Gabriel é um homem de meia-idade, recém-separado, ainda enganchado com a ex-mulher, um tanto rabugento, hipocondríaco, preocupado com a velhice. Eis que surge em seu caminho Milena, antiga colega de faculdade responsável pelo sobrinho Clark, adolescente problemático por ser rejeitado pela mãe. Com uma escrita envolvente, fluida, cheia de humor e reviravoltas, a escritora e defensora pública Shelley Maia estreia com “Pela metade”, romance, pela Editora Litteralux. Leiam a entrevista com a autora.
Um grande trunfo do seu livro é o humor, que torna leves as pesadas cargas emocionais de seus personagens. Qual é a origem desse humor em sua vida e em sua escrita?
R: Eu sempre fui uma entusiasta do riso. Desde a infância gostava de contar histórias que faziam rir, especialmente sobre mim mesma. Viver é muito difícil, e acho que o humor é sempre um refúgio acolhedor. Quando escrevi o livro, queria muito que quem o lesse se emocionasse e se divertisse com a narrativa, e acho que alcancei esse resultado.
Outra qualidade são as surpresas que vão se desvelando aos poucos e que garantem um enredo nada previsível. Como foi o processo de escrita de “Pela metade”? Desde o início já sabia a história completa?
R: Escrevi uma sinopse e comecei a trabalhar guiada por ela, mas a história acabou ganhando vida própria e se distanciando cada vez mais dessa sinopse inicial. Em diversos momentos eu escrevia como se lesse, porque eu mesma me surpreendia com o que estava escrevendo, chorava e dava risada. Foi uma experiência diferente de tudo que eu tinha vivido, e eu me senti muito grata por vivenciar algo completamente novo nos meus 40 e poucos anos.
Os sonetos em meio aos capítulos, com efeito semelhante ao coro do teatro grego, dão um toque mais que especial à narrativa. Você também é poeta? E por que “sonetos”?
R: A poesia entrou na minha vida quando eu tinha 7 anos. Ganhei um concurso na escola com um breve poema e me senti encorajada a continuar. Os sonetos vieram bem mais tarde, mas chegaram para ficar. Meu raciocínio poético ficou quase que condicionado a este formato, que na verdade tem tudo a ver comigo: sempre fui uma pessoa objetiva, mas sem perder a profundidade. Os sonetos não fazem rodeios, dizem logo a que vieram; mesmo assim, ou talvez por isso mesmo, penetram fundo na alma.
Você é defensora pública e trabalha com a vida real em estado bruto. As histórias que presencia e acompanha no trabalho são boa matéria para a ficção?

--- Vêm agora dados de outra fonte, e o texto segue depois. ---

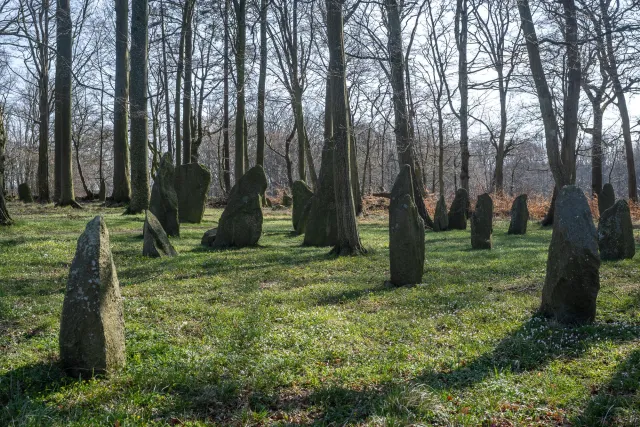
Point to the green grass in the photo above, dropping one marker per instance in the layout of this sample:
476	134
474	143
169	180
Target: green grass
282	334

R: Tenho muita dificuldade em associar o meu trabalho na Defensoria ao meu trabalho como escritora. A Defensoria está num patamar de reverência para mim. O pão de cada dia é algo muito sagrado. No meu trabalho como Defensora, ganho o meu sustento ajudando pessoas em situação de vulnerabilidade social e econômica a obterem benefícios que vão assegurar a sua subsistência digna. É uma dupla sacralidade. Mas é evidente que a vivência do meu trabalho está em mim e, assim, ainda que indiretamente, permeia a minha escrita.
Os diálogos em seu livro são muito precisos e reais. A fluidez do texto e das cenas cativa o leitor e a leitora. Como você se formou escritora? Quais foram as suas leituras? Fez oficinas literárias?
R: Comecei a escrever o “Pela metade” no formato de roteiro de uma série. Acredito que a fluidez do texto venha daí. Escrevia as cenas visualizando-as como um projeto audiovisual. Depois, entretanto, pensei na enorme dificuldade de conseguir inserção nesse mercado e fiquei com pena da história nunca vir à luz. Passei a escrever como um romance, então, até o final, e, depois, com o livro já terminado, readaptei a linguagem do começo. Eu me formei escritora sendo leitora. Minha mãe é professora de literatura aposentada e mestra em teoria literária, além de escritora também. Tive a imensa sorte de crescer numa casa repleta de livros. Dostoiveski, Jacobsen, Hilst, Espanca, Tolstói, Gontcharov, Pessoa, Lampedusa, Svevo, Buzzatti, Camus, Brönte… Minha oficina foi a minha casa.
Quais são seus planos daqui pra frente?
R: Escrever muito, escrever sempre. Este ano publico meu segundo romance, “Lívea com E”, pela Editora Patuá. E já estou escrevendo o terceiro. Espero seguir tocando cada vez mais pessoas com a minha escrita. A literatura é pura amplidão.